Saban is a culture coach, yes, but he also modernized his run-first pro style offense. He knew to win in this era he needed to score more. He’d rather win 45-41 than lose ‘his way‘.
Mario isn‘t a scheme guy, fine. He’s a former OL and OL coach who wants smart, physical football first. Fast, he played with at Miami. He understands what that means. Seen it first hand, lined up next to it.
He by no means Saban, but he can be an excellent CEO-type installing a winning culture by recruiting and hiring smart assistants and coordinators coaching today’s game. Will he be? Maybe, maybe not. Some posters are crapping all over him for losing games he shouldn’t have lost, but look at the early careers of any coach and you will see the same.

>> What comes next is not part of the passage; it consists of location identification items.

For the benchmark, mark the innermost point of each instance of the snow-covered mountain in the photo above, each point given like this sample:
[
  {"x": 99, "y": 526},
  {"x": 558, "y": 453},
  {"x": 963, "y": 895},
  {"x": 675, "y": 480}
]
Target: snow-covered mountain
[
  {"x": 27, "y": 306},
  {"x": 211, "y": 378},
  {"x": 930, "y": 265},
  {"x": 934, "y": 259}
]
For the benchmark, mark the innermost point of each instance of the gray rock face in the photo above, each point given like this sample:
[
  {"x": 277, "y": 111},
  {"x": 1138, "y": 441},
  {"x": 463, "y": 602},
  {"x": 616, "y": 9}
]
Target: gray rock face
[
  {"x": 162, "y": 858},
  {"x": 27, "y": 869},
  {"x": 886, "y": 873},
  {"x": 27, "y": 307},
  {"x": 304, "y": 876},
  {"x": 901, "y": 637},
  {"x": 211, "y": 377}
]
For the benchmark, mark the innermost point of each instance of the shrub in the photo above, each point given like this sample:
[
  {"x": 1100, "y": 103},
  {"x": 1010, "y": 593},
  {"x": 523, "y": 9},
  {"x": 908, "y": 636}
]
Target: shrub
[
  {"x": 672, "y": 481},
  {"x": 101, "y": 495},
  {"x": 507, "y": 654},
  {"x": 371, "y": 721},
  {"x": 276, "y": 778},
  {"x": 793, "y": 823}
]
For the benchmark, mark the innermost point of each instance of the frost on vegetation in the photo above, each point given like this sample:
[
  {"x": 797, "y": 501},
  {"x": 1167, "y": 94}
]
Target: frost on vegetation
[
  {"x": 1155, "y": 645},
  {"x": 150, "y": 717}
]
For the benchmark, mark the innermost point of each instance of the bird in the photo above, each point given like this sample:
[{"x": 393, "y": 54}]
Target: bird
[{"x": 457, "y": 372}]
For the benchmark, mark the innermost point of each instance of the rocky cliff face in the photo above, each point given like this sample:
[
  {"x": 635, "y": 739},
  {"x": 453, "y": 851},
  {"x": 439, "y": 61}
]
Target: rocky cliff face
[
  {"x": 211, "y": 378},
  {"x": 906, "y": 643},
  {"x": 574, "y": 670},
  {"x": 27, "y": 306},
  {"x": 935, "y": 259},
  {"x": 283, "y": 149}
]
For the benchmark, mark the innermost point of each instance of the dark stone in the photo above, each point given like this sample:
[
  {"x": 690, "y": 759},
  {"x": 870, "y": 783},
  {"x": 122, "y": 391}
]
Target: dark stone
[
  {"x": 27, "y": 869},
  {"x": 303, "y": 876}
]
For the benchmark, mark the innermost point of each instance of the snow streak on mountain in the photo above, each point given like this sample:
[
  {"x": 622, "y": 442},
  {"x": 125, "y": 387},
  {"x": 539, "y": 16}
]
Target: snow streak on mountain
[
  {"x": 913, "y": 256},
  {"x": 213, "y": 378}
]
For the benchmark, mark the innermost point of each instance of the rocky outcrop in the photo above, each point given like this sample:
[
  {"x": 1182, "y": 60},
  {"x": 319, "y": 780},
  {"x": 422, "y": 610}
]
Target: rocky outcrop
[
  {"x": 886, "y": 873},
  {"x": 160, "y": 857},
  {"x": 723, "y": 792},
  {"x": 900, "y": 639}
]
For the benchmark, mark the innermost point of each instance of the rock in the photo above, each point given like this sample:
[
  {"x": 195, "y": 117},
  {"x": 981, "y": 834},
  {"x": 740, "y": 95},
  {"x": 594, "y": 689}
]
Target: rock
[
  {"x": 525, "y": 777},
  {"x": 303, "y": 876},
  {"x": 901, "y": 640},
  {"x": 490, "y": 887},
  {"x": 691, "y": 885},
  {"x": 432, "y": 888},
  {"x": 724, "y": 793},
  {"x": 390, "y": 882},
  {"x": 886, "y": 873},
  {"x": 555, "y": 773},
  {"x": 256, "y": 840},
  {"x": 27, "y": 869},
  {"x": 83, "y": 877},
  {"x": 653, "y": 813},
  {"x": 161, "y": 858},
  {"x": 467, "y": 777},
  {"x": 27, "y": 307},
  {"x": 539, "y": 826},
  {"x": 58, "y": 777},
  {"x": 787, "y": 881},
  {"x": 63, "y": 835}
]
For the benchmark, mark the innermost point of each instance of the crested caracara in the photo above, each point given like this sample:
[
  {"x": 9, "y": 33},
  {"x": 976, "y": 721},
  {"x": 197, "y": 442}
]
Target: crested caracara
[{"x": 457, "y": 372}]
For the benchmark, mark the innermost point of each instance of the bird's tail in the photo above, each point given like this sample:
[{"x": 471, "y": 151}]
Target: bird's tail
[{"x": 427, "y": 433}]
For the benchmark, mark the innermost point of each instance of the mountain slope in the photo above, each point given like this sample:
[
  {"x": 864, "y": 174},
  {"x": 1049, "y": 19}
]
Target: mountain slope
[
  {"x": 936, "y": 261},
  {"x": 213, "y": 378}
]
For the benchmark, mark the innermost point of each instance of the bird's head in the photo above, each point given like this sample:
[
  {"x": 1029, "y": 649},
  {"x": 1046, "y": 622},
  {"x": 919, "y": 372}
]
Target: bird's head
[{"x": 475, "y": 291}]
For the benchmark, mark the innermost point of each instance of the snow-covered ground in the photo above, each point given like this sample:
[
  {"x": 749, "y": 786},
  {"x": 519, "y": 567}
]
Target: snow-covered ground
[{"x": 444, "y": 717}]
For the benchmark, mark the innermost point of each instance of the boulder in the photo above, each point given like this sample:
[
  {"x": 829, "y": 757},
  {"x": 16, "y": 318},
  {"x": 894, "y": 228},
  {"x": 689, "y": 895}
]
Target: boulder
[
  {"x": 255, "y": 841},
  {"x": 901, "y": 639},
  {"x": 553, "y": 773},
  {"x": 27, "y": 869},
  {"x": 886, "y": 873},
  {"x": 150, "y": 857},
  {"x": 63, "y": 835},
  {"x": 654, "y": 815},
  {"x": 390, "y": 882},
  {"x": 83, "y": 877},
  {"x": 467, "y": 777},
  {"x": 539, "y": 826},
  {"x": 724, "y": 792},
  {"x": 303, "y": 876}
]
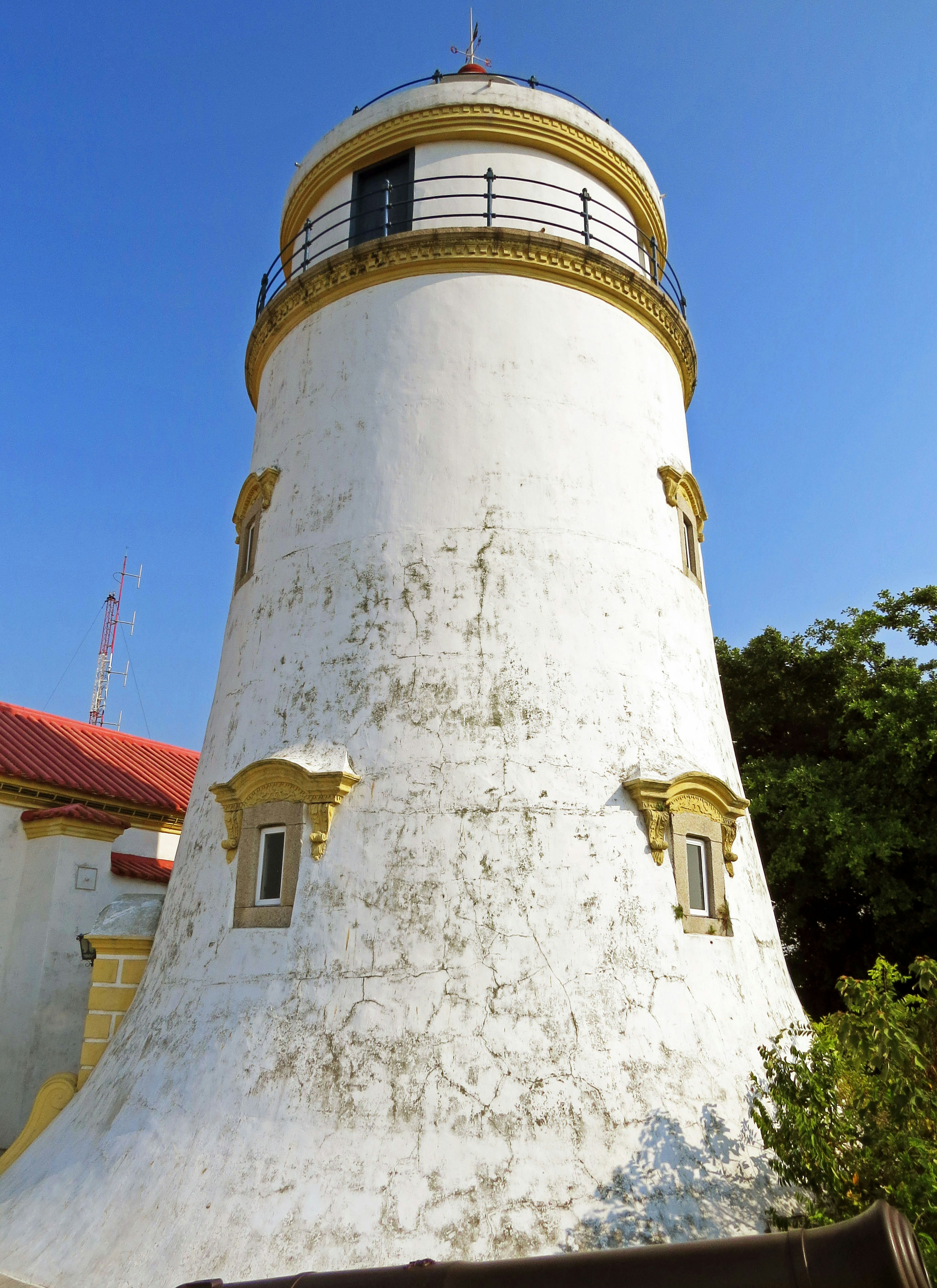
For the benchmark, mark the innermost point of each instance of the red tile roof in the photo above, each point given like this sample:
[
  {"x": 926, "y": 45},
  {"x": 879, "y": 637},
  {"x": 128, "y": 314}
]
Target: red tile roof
[
  {"x": 92, "y": 762},
  {"x": 83, "y": 812},
  {"x": 142, "y": 869}
]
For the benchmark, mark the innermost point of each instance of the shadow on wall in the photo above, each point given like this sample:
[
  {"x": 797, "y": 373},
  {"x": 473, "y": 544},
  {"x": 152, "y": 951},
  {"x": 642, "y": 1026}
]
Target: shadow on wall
[{"x": 676, "y": 1191}]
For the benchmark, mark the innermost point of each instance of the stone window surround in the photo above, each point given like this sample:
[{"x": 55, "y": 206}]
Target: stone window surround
[
  {"x": 257, "y": 818},
  {"x": 681, "y": 491},
  {"x": 253, "y": 500},
  {"x": 692, "y": 804},
  {"x": 698, "y": 826}
]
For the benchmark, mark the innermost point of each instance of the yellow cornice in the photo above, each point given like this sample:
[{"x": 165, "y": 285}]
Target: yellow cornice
[
  {"x": 495, "y": 123},
  {"x": 687, "y": 794},
  {"x": 257, "y": 487},
  {"x": 65, "y": 826},
  {"x": 276, "y": 780},
  {"x": 472, "y": 250},
  {"x": 676, "y": 485},
  {"x": 25, "y": 795},
  {"x": 122, "y": 946}
]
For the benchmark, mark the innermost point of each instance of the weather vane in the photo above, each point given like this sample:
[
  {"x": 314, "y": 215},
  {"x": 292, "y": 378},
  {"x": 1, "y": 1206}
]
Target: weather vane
[{"x": 474, "y": 41}]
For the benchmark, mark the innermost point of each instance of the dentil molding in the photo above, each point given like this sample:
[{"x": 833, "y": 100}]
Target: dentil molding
[
  {"x": 687, "y": 794},
  {"x": 472, "y": 250},
  {"x": 492, "y": 122},
  {"x": 257, "y": 487},
  {"x": 277, "y": 780},
  {"x": 683, "y": 485}
]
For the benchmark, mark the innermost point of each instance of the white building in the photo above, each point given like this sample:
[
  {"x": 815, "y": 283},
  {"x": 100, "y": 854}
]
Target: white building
[
  {"x": 87, "y": 816},
  {"x": 469, "y": 950}
]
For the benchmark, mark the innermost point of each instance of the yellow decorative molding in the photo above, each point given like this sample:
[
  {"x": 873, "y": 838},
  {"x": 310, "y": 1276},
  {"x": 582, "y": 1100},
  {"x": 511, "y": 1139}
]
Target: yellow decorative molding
[
  {"x": 688, "y": 794},
  {"x": 51, "y": 1101},
  {"x": 257, "y": 487},
  {"x": 473, "y": 250},
  {"x": 85, "y": 829},
  {"x": 128, "y": 946},
  {"x": 676, "y": 485},
  {"x": 267, "y": 781},
  {"x": 493, "y": 123},
  {"x": 28, "y": 795}
]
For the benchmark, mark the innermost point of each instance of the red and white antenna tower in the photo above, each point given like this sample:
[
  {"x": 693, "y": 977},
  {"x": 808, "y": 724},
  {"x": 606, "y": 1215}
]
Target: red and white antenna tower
[{"x": 109, "y": 634}]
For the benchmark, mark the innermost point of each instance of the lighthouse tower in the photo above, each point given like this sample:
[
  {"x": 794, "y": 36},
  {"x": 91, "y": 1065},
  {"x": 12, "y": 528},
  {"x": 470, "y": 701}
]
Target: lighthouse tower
[{"x": 468, "y": 950}]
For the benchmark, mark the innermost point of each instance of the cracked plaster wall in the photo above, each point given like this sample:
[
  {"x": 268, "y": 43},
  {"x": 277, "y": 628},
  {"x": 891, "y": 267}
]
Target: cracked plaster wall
[{"x": 484, "y": 1032}]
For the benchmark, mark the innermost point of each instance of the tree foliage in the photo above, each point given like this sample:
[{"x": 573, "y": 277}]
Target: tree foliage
[
  {"x": 849, "y": 1106},
  {"x": 837, "y": 745}
]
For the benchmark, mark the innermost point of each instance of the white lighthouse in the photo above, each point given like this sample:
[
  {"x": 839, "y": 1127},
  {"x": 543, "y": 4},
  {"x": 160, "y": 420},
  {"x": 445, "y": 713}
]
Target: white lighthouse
[{"x": 468, "y": 950}]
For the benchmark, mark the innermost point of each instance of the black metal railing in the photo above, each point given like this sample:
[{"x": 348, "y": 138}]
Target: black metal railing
[
  {"x": 517, "y": 80},
  {"x": 545, "y": 207}
]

The culture I question right now is the need to nit-pick and **** on every mistake, as if consistent perfection is possible.
I think the best combination is a culture coach that hires elite schematic coaches (a la Dabo, Saban). A coach that does that will be able to sustain a program over the long haul. Mario could certainly do that. Shannon didn't hire elite staff, Golden didn't either, and neither did Mark Richt (his schematic offensive genius was Mark Richt). I'm underwhelmed with Diaz. Lashlee is decent but not a schematic guru and Diaz decided that the smartest DC available is Manny Diaz. I will say this for Diaz, I don't think he is unwilling to adapt and could eventually become a CEO coach with a top staff, but he is going to run out of time as he learns on the job. If he sprinkled in a few upsets of better teams and a 10 win season this year, he might get some breathing room but I'm not optimistic that is in the cards.